Carrier IQ Responds with Claim its Software Only Monitors Service Messages
By Rob Scott
December 2, 2011
December 2, 2011
- Earlier this week, ETCentric featured a PC World article that claimed “an app called Carrier IQ is logging literally everything you are doing on your smartphone including keystrokes, SMS messages and HTTPS sessions.”
- The network diagnostic tool maker has since told AllThingsD it does not log or understand keystrokes but only monitors them looking for a specific code that support technicians use to cue appropriate diagnostic information.

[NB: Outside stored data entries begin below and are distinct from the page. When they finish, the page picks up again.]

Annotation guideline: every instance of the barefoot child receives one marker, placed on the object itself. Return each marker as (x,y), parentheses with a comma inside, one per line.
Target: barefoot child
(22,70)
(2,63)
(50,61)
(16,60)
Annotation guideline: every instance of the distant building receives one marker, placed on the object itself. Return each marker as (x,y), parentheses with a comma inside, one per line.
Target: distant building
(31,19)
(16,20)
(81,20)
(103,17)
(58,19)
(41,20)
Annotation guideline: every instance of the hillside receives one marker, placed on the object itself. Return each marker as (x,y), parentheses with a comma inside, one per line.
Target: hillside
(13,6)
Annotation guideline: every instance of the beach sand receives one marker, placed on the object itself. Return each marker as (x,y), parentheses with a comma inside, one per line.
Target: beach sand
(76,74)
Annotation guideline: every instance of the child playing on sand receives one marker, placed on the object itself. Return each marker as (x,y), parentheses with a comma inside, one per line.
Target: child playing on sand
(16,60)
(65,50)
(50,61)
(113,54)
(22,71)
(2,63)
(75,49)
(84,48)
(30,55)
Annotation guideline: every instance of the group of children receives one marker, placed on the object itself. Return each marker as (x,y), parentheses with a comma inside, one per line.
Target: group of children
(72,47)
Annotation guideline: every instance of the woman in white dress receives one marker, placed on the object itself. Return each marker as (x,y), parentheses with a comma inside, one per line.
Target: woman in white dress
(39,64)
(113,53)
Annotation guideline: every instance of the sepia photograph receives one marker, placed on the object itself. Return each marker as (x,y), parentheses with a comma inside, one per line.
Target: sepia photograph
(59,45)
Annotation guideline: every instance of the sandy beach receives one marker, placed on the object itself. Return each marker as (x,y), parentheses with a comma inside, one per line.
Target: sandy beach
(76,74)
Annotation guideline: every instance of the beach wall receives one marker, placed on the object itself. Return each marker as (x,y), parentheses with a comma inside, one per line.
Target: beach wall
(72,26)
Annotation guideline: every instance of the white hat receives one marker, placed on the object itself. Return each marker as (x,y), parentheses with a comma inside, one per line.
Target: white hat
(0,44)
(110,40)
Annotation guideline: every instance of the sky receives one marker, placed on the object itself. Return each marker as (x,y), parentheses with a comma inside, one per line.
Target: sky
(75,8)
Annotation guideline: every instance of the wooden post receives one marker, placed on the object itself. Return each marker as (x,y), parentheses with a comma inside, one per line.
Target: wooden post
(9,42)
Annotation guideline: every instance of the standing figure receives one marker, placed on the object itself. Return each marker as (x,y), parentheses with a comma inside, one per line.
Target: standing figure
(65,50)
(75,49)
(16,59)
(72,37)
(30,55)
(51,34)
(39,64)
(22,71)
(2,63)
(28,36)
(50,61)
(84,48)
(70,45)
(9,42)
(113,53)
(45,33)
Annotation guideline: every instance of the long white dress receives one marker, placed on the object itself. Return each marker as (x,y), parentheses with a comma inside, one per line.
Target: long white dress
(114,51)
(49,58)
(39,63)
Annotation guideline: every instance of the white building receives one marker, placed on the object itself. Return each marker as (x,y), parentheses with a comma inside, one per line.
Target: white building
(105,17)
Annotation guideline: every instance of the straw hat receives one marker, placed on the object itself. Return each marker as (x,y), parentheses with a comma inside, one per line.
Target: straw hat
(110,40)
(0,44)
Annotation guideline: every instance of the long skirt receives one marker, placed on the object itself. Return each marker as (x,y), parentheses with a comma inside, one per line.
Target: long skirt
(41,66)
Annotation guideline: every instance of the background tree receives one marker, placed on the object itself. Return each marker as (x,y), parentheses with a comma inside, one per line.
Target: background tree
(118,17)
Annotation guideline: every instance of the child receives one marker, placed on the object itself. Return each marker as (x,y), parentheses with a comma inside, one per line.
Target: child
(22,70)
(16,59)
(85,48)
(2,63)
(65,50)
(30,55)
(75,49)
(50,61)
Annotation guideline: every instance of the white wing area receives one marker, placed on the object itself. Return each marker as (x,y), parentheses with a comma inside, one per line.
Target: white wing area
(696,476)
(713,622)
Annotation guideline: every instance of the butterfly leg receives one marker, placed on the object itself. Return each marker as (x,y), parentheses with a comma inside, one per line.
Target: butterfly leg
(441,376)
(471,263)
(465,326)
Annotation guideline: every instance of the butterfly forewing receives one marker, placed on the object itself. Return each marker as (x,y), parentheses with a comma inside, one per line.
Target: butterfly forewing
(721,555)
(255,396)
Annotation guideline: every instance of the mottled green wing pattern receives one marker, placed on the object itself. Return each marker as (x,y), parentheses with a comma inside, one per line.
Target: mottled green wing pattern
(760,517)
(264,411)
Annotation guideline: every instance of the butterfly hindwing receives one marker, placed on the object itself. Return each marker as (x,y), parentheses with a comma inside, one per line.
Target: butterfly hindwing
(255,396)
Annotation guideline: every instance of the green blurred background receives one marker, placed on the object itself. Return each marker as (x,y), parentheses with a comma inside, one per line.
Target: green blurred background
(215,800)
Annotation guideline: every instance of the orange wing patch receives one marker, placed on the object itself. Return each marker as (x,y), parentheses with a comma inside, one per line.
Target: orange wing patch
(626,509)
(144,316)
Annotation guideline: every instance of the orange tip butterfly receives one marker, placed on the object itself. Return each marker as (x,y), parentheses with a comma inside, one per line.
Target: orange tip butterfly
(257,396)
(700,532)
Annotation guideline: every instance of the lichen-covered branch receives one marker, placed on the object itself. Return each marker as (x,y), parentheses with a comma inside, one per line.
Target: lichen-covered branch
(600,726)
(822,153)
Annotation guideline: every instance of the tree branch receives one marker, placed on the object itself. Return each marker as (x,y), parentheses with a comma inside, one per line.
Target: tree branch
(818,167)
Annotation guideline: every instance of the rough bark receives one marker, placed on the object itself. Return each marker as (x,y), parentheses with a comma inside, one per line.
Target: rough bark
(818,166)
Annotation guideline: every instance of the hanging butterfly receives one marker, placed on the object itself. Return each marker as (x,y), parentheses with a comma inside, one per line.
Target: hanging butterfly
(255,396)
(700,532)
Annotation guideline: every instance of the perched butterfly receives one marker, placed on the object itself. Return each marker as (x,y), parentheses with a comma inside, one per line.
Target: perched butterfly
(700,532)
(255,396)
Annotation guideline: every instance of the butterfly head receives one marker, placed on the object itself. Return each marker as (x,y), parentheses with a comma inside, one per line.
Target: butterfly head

- CIQ also noted that it does not read SMS messages or content associated with website URLs even though it can see messages come in or capture URLs.
- “Okay. Then what information is being captured and passed along to the carriers who use Carrier IQ?” asks AllThingsD. “Data related to call quality, battery life, device crashes — everything you’d expect, really.”
- Andrew Coward of Carrier IQ explains, “If there’s a dropped call, the carriers want to know about it. So we record where you were when the call dropped and the location of the tower being used… Similarly, if you send an SMS to me and it doesn’t go through, the carriers want to know that, too. And they want to know why — if it’s a problem with your handset or the network.”
- According to a related Ars Technica article, Apple has issued a statement hoping to curb fears about tracking via the iPhone and iPad: “We stopped supporting Carrier IQ [a piece of software that tracks user activity] with iOS 5 in most of our products, and we’re going to remove it completely in a future software update.”